Note that \(T_A = e_A + f \ne e'_A + f' = T'_A\). If \(e_A = e'_A\) then \(f \ne f'\), so these values must have been computed before the relevant H queries and satisfy \(f = T_A - e_A\) and \(f' = T'_A - e'_A\). However, f is also an output of \(H_K\) and the probability that an output from some \(H_K\) query and some H query matches is at most \(q_hq_k/q\), where \(q_k\) is the number of random oracle queries to \(H_K\). Hence, with probability \(1-q_hq_k/q\) we have \(f = f'\) and \(e_A \ne e'_A\). In this case, using techniques similar to Theorem 2’s proof we manage to find a preimage of \([\cdot ]_B\).

Third Case. The proof is similar to the second case and thus is omitted.    \(\square \)

Theorem 5

The 1n-KSCS scheme is fair in the ROM.

Proof

The challenger generates a set of participants U, where \(|U| = \rho \) and \(\rho \) is a polynomial function in \(\lambda \). For each participant \(\mathcal T\) selects the associated public parameters (in accordance to the security parameter \(\lambda \)) and generates their secret and public keys \((x_i, y_i)\). We simulate the adversary’s random oracles, and the KeyGen and KeyReveal algorithms as in Theorem 4’s proof. Also, the challenger responds to aSign and SKExtract queries using its knowledge of the private keys. In the final stage of the fairness game, \(\mathcal A\) outputs a signature \(\sigma = \langle s, e, f \rangle \).

In the first case f was obtained by a KeyGen query, but no KeyReveal query was made for f. Since \(H_K\) is a random oracle, this event happens with probability \(q_k/q\). Thus, is negligible.
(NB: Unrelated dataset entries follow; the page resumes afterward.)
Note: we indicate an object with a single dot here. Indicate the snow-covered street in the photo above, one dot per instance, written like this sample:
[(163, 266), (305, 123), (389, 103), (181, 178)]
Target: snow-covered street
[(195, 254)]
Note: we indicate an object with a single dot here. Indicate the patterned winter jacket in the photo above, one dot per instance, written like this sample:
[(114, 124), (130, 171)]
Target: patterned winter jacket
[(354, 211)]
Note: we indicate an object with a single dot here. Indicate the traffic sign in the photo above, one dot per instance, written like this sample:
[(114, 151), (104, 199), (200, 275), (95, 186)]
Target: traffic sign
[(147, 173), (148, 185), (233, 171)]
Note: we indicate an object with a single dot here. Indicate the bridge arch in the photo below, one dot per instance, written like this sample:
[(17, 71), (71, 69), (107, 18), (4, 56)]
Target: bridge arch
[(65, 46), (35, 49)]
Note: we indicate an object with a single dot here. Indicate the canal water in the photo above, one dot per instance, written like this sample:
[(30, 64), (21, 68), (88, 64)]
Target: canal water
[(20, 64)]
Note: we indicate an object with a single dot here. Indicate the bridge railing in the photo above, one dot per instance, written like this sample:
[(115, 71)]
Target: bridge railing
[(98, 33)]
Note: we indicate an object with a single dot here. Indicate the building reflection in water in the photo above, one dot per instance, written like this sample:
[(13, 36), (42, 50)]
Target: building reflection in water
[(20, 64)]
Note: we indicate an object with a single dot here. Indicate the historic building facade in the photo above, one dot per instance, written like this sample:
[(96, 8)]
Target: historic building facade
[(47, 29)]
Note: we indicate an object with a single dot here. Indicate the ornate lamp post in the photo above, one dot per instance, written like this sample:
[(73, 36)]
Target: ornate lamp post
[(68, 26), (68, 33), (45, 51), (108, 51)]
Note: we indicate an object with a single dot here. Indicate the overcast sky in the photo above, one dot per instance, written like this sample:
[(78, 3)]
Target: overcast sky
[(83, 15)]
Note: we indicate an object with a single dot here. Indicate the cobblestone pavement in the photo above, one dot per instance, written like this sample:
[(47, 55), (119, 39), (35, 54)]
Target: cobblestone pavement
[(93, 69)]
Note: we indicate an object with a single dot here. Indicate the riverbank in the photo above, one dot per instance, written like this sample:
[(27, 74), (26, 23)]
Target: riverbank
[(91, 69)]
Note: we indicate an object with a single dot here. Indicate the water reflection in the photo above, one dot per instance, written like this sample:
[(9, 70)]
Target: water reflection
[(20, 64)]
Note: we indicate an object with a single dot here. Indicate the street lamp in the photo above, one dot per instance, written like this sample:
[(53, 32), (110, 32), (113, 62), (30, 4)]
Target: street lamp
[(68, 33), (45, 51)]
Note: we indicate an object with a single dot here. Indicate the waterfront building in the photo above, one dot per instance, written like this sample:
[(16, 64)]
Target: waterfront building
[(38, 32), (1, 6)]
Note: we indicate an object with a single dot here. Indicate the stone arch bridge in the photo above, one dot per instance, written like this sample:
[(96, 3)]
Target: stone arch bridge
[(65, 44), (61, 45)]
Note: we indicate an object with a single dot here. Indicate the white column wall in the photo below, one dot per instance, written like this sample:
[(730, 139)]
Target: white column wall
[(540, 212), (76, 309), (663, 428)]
In the second case \((k, \sigma )\) is accepted by the Verify algorithm and \(\mathcal A\) manages to produce a second signature \(\sigma ' = \langle s', e', f \rangle \) that is accepted by the aVerify algorithm, but \((k, \sigma ')\) is rejected by the Verify algorithm. Since, \((k, \sigma )\) is accepted by Verify, we have \(f = \textit{KeyGen}(k)\). Since \(\sigma \) and \(\sigma '\) share the value f, we must have that \((k, \sigma ')\) is also accepted by the Verify algorithm. This is a contradiction.

   \(\square \)

5 Conclusion

Our concurrent signature protocol is the abstraction of a large class of protocols that allow users with independently selected underlying problems to commonly produce an ambiguous signature. We have managed to relate the presented protocol’s security to the hardness of inverting one-way homomorphisms. Note that the presented list of homomorphisms examples is by no means exhaustive.